Your smart local demonstrator project must:

  • be based over a specific large UK location such as a medium-sized town
  • seek to optimise energy across a diverse range of energy supplies, varieties of infrastructure and types of demand
  • deliver significantly lower costs and emissions while creating economic benefits for the local area and the UK as a whole
  • encourage private investment to replicate your model nationally through the 2020s
  • use innovations that intelligently link energy supply and demand across power, heat and transport
  • deliver benefits to a range of stakeholders by 2022
  • develop processes and skills in the UK for designing, financing, building and operating smart local energy systems, joining up supply chains where appropriate

Catapult support and information sharing

Projects are funded as part of a broader Industrial Strategy Challenge Fund programme: ‘Prospering from the Energy Revolution’.

The programme will be supported by an Energy Research and Integration Network. We expect projects to build in this support rather than copy it. The Network will consist of the Energy Systems Catapult working with a group of leading researchers and stakeholders.

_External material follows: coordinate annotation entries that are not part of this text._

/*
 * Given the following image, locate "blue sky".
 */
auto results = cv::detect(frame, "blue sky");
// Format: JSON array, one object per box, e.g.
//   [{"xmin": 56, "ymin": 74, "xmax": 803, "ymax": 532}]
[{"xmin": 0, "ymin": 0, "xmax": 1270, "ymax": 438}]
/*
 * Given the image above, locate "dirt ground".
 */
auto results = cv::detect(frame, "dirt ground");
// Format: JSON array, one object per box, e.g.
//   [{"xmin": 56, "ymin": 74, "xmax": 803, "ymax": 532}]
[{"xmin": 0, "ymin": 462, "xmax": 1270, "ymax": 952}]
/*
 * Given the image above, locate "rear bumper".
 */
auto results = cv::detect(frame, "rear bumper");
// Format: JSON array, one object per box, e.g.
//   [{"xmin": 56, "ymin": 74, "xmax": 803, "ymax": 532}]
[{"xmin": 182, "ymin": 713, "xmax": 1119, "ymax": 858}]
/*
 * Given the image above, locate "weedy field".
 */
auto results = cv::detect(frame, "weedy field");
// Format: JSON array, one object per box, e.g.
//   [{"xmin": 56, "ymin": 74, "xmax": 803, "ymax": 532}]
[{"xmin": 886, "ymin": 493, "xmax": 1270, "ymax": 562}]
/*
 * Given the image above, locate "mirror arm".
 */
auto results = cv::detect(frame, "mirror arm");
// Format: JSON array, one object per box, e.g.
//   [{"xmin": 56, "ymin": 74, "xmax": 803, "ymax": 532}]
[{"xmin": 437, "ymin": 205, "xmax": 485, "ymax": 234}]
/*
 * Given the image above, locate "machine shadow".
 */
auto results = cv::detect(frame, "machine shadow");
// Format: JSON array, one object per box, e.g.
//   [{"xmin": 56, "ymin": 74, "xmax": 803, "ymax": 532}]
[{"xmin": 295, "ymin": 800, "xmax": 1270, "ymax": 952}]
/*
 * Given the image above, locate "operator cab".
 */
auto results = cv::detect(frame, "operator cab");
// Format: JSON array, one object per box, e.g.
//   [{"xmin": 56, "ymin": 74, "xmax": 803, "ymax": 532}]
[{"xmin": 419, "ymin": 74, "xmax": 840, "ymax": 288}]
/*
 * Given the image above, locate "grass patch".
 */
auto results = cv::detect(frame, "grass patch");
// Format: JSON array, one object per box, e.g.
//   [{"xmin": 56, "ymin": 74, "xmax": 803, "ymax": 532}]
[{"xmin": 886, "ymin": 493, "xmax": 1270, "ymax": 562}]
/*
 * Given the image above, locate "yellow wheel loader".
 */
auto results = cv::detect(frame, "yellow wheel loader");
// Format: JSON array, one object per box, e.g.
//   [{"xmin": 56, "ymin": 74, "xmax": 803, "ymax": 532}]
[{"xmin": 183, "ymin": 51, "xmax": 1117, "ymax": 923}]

Your proposal must include plans to share important project data sets with the network. If you are successful you will be required to sign non-disclosure agreements with the Energy Systems Catapult, other network members and the organisations contracted to manage the programme evaluation.

The Energy Systems Catapult, as a member of the Energy Research and Integration Network, will support projects with:

  • project co-ordination
  • local area energy system modelling
  • initial design assessment and advice
  • analysis and synthesis
  • evaluation frameworks
  • learning library and dissemination

Where appropriate the Energy Systems Catapult will also provide:

  • whole systems perspective
  • independent energy system expertise and analysis
  • energy markets and governance advice
  • advice on testing and demonstration
  • consumer engagement and business model development advice
  • analysis of project data
  • domain expertise

A range of additional services could be built into your project in coordination with the Catapult. For further information, and to access help from the Energy Research and Integration Service, you must email the Energy Systems Catapult at info_ISCF_PER@es.catapult.org.uk by 18 June 2018.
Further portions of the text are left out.